Managers warn the hardest hit group of players will be middle tier footballers seeking the security of three or four year deals.

It comes as list guru Chris Pelchen forecast a solution to the AFL's radical plan to cut list sizes back to 35 next year, which would cost almost 200 current players their job.

Pelchen, a highly-rated former list manager at Hawthorn, Port Adelaide and St Kilda, has called on the AFL to allow clubs to have "active" and "inactive" lists.

 

 

It would provide greater player movement in-season and secure the futures of those players in jeopardy, with inactive players receiving substantially less money.

The plan would also suit the competition's shift to shorter-term contracts - with some deals fixed for six to eight weeks for those changing clubs during the season.

"We've seen in the last decade, and in particular the last five years, franchise players - and now it is spreading a bit deeper than just franchise players - getting longer-term contracts," Pelchen said.

"Four and five year contracts are not an anomaly any more."

"I think that will flip.

"Go back 10 or 15 years, and not many people were getting four or five year contracts.

"You would still have the opportunity to have those long-term contracts. But I think you will find clubs are starting to look at shorter-term contracts."

 

Few would argue with Dustin Martin’s enormous contract. Picture: AAP
Few would argue with Dustin Martin’s enormous contract. Picture: AAP

 

Pelchen said the best way to safeguard players against a list squeeze - including 'project' players and mature-aged recruits - was to change list structures.
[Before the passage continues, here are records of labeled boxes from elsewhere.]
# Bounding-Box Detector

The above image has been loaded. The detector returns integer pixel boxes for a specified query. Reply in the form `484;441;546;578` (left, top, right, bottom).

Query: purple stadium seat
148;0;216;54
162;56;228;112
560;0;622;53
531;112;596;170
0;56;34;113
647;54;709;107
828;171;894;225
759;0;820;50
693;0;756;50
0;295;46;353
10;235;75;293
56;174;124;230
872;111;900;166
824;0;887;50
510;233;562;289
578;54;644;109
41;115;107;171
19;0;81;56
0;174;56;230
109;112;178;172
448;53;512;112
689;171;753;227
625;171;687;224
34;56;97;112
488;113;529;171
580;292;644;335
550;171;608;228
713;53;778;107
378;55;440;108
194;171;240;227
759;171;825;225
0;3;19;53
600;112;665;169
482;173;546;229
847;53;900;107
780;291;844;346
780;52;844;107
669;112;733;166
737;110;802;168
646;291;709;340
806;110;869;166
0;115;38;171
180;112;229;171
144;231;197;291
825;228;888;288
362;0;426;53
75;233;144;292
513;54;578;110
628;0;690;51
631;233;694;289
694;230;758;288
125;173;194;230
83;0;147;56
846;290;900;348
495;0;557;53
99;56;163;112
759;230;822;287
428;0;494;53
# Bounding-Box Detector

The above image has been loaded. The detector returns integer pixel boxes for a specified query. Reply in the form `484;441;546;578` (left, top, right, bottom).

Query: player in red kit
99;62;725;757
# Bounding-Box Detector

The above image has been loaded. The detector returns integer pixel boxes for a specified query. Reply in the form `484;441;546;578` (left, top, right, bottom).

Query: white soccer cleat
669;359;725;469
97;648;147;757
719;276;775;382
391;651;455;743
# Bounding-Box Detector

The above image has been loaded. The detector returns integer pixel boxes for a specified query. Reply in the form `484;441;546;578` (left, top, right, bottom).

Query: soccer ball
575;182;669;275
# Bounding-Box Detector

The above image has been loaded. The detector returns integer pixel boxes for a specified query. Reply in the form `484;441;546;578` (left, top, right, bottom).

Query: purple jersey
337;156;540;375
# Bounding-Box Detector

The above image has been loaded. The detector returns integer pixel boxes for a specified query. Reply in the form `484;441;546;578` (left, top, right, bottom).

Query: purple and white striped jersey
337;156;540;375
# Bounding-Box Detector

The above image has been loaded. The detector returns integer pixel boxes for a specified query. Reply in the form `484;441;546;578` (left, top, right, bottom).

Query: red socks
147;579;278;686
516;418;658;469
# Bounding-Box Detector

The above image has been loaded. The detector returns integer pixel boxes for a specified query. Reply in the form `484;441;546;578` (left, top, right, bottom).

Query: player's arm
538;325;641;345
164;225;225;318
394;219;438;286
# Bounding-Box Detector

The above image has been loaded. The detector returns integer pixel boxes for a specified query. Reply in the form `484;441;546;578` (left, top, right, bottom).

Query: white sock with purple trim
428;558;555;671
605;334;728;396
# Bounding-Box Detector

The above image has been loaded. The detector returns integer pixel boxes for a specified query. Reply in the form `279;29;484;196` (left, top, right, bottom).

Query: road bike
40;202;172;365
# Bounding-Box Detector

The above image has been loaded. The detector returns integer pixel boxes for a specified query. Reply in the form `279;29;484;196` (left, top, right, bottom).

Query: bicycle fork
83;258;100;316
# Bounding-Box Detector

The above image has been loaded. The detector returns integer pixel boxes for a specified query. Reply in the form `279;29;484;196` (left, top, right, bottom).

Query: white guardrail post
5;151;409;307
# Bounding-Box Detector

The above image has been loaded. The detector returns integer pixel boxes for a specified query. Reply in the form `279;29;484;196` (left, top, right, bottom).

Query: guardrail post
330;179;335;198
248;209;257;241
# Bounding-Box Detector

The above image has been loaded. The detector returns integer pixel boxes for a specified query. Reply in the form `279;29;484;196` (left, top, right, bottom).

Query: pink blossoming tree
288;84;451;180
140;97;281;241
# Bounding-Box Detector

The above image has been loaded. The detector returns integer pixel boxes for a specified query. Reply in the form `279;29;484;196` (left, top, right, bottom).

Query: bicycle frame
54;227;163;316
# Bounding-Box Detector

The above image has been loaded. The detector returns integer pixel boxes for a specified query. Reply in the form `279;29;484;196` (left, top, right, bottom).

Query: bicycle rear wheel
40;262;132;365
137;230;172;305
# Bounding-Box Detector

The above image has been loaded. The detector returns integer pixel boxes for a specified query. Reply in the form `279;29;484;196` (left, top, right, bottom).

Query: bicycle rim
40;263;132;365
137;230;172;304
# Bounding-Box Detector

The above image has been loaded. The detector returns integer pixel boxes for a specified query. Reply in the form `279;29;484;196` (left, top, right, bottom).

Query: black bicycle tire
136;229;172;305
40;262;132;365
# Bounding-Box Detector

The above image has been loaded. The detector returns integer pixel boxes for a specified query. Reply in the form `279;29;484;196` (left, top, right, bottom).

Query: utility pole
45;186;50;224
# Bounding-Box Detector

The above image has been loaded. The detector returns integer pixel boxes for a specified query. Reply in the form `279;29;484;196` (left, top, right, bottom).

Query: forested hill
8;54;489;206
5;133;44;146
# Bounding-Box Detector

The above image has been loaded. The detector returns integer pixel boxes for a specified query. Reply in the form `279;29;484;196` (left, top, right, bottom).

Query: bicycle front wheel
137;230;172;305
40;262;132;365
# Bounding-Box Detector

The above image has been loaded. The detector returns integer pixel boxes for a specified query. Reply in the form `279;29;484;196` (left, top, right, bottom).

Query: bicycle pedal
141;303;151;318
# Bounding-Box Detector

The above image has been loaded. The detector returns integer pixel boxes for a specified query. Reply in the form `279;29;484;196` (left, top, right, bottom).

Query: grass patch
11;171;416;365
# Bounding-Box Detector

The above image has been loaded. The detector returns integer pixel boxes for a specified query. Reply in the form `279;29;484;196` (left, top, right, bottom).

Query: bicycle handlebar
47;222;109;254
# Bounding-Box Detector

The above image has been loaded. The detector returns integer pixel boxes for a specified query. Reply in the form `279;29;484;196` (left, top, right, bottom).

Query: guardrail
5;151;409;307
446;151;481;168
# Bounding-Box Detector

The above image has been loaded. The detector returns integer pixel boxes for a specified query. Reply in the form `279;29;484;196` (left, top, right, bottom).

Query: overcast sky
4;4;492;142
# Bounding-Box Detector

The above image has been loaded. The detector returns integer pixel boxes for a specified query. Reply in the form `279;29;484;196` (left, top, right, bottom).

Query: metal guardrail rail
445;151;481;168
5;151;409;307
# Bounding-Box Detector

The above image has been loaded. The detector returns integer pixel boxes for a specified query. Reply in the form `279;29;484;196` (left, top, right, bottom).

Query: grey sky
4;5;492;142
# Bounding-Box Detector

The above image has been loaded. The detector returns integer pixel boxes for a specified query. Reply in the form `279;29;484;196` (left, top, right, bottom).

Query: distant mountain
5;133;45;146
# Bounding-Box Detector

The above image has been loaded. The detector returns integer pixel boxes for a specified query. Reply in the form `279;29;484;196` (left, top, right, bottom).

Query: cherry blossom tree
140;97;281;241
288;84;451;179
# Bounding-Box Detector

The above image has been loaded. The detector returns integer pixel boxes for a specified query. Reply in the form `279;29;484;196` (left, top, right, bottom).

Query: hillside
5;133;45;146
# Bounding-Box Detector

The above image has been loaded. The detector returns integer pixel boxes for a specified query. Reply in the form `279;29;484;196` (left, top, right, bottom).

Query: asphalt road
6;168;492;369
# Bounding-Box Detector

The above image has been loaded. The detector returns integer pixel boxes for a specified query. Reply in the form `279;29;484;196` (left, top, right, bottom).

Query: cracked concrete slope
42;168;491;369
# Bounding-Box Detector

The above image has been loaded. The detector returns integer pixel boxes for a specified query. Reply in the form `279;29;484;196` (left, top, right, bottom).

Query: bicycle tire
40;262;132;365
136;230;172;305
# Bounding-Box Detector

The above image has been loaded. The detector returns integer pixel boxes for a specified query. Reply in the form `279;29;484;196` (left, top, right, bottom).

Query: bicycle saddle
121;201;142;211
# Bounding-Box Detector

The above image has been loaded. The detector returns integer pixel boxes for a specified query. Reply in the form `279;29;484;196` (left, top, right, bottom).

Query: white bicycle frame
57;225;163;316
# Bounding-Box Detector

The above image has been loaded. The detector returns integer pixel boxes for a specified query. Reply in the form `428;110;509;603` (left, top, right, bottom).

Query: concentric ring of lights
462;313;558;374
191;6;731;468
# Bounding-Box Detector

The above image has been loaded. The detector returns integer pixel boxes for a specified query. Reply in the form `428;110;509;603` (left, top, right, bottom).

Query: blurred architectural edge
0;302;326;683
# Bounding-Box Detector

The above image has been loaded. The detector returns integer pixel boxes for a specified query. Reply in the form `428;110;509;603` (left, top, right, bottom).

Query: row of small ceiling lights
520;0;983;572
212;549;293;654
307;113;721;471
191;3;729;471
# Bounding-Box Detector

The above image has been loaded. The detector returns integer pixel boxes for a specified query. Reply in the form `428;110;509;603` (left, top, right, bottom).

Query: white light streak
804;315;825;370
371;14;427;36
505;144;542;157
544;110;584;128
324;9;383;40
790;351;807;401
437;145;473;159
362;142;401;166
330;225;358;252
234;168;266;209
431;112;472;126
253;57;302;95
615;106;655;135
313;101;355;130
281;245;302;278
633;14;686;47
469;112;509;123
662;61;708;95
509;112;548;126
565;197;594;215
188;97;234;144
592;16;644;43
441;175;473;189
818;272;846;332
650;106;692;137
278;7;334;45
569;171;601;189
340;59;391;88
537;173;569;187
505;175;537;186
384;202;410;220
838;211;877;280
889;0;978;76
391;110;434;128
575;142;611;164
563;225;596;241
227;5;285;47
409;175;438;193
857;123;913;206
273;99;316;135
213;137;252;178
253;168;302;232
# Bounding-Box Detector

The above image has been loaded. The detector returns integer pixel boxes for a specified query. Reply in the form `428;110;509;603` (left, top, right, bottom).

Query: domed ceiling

"I am a strong supporter of what was a planned initiative when the draft was first prepared in the mid 1980s - I was on the original draft committee - and that was to have active and inactive lists," Pelchen said.

"This is the perfect opportunity. It means players won't be lost to the system when the AFL cuts back list sizes."

The plan involves each club having an active list of 35 players, who are eligible to play AFL in any given week, as well as an inactive list of 10, who can play in the club's secondary team.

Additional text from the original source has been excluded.